A recent report from the Federal Reserve Bank of Minneapolis notes that, while clamoring for workers across food and agriculture industries is high, international immigration is just a fraction of what it once was. In 2016, more than 1 million immigrants arrived in America. By 2021, it dropped to fewer than 250,000 workers.
Those missing workers, the bank concludes, would fill the jobs Americans won't do. The overnight ones. Working slaughterhouses. Pushing hogs. Cleaning factories.
"It's not just the guys who are in the village raising the hogs," Elsbecker said. "You've got truckers driving trucks, and the guys got to produce the grain to feed all these hogs.
"It's all kinds of interconnected stuff."
Erica Flores, the Taco Lady
On Fridays, Erica Flores serves tacos out of her home. Cars line her quiet street.
Last week, she sat on her couch. Her 12-year-old daughter sat next to her, watching "Encanto."
HyLife's announcement took her back to the last big round of layoffs.
"The first thing coming in my mind [was], 'That happened again!' "
Flores said she was sad when she lost her job at HyLife last year. Her fiancé works as a maintenance employee at Poet, the ethanol plant, and the family needed income. So in August, she started selling tacos, using her mom's recipe.
What differentiates the tacos, she said, is the meat on the spit — tacos "de trompo," she said. "Auténtico."

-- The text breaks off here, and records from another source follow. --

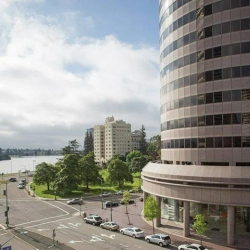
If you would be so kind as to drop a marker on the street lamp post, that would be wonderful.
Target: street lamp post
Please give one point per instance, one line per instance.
(80, 204)
(101, 188)
(33, 165)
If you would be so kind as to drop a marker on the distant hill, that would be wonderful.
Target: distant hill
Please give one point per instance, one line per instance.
(4, 157)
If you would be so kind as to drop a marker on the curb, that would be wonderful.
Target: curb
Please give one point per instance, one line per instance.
(2, 226)
(187, 238)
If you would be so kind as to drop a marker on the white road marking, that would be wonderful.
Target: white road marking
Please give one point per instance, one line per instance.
(96, 238)
(62, 226)
(86, 241)
(108, 236)
(124, 245)
(48, 222)
(48, 218)
(67, 205)
(75, 241)
(63, 232)
(74, 225)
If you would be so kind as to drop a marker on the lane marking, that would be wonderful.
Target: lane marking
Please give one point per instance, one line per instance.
(63, 232)
(48, 218)
(67, 205)
(87, 241)
(40, 230)
(40, 220)
(48, 222)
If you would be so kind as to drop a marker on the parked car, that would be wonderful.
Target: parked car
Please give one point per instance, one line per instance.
(12, 179)
(75, 201)
(106, 194)
(21, 186)
(112, 226)
(159, 239)
(24, 181)
(120, 192)
(111, 204)
(192, 247)
(133, 232)
(129, 202)
(93, 219)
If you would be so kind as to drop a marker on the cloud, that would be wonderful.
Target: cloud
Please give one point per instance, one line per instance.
(54, 85)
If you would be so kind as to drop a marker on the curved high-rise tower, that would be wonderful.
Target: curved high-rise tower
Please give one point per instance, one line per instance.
(205, 114)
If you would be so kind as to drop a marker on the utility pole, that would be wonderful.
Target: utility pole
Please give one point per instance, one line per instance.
(5, 192)
(102, 189)
(111, 209)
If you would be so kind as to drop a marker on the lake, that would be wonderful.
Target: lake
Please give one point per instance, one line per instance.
(26, 163)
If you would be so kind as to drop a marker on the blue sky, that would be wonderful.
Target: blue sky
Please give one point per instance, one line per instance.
(68, 64)
(131, 21)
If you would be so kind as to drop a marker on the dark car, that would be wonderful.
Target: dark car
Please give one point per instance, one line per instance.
(109, 204)
(93, 219)
(75, 201)
(13, 180)
(129, 202)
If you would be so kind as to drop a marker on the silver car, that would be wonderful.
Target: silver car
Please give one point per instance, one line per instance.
(159, 239)
(112, 226)
(192, 247)
(133, 231)
(75, 201)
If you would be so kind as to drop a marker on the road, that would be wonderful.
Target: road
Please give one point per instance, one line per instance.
(33, 221)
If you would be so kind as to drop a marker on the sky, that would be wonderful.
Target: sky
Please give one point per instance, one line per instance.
(66, 65)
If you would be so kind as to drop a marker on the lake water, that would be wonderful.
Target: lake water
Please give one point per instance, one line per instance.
(26, 163)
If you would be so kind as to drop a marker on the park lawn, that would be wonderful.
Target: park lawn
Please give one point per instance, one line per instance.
(41, 190)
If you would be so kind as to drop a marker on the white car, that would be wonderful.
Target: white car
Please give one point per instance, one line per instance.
(159, 239)
(20, 186)
(105, 194)
(192, 247)
(133, 232)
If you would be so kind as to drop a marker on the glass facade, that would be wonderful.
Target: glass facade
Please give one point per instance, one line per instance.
(215, 215)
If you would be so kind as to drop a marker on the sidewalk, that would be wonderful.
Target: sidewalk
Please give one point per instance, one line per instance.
(119, 216)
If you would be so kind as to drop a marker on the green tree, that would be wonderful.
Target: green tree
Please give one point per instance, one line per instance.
(45, 174)
(89, 169)
(71, 148)
(126, 198)
(118, 172)
(69, 176)
(154, 147)
(131, 155)
(143, 143)
(151, 210)
(200, 225)
(138, 163)
(88, 143)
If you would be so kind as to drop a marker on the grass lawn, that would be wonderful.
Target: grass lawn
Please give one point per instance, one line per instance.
(41, 190)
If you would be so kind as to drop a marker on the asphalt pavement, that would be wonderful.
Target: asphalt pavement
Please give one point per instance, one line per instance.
(34, 220)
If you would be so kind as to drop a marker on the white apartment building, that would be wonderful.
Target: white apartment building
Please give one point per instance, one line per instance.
(135, 138)
(112, 138)
(99, 143)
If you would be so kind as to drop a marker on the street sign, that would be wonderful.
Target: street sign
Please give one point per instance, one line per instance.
(6, 248)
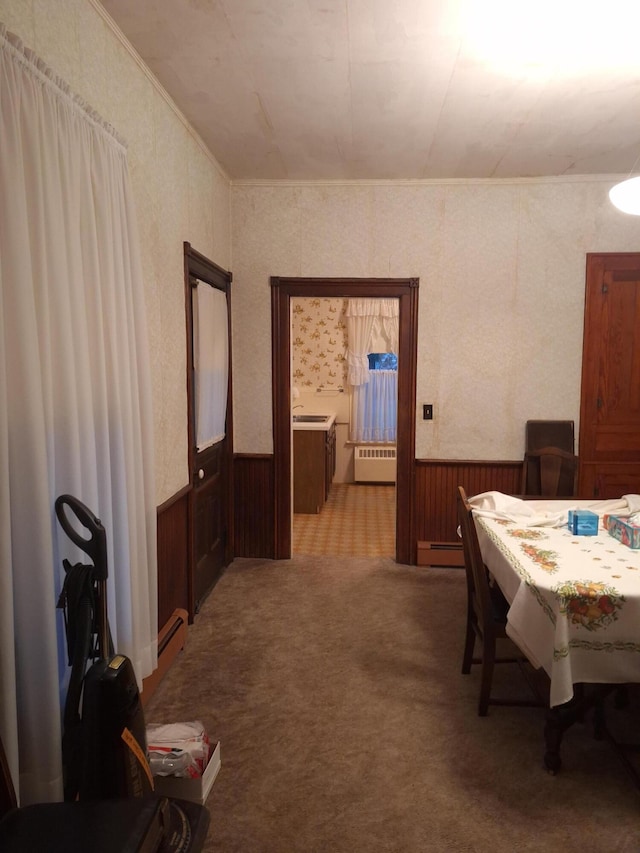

She also works at a cafe in Heron Lake.
"In the mornings, all the seniors go and drink coffee, and that was what we were talking the whole week," Flores said.
Sergio, the H-2 worker
A man in bright red shirt and shorts walks through downtown Windom to pay his rent. He identifies himself only as Sergio, fearful of retribution from his employer.
"I don't know if I should tell the [landlord] if this is going to be the last month."
He previously worked at a HyLife hog processing plant in Salvatierra, Guanajuato, before transferring to Windom three years ago.
"How do I explain? It's like they yanked a part from under you because you already have economic stability and an emotional connection," he said.
An H-2 visa enables U.S. employers to hire foreign workers. He said his fellow H-2 workers sought to "do it right." Get ID's. Pay taxes.
Sergio said he doesn't want to badmouth the company.
"They gave me an experience in another country, a first-world country."
In response to a series of questions sent by the Star Tribune, HyLife said the company understood the "challenging circumstances" for both their employees and people of Windom.
"We sincerely appreciate the ongoing commitment of our hard-working team during these trying times," continued the HyLife statement.
Some workers left town immediately upon word of the closure.
At the "HyLife Hotel" in Mankato, jugs of juice and cans of pop line windows. A young couple walks the hallways holding hands.
A worker in a Twins cap said he's been treated so well. He promises to return the favor if he goes home. But he's not ready yet. He said he came here with a goal.
"The economy?" he said. "You can't compare [between the U.S. and Mexico]. That's why we left everything we know and love."
On the wall, near the row of flags — U.S., Mexico, Canada — a mounted television blared rotating messages from the company. Briefly, the screen changes to the next aphorism: "Turning challenges into opportunities."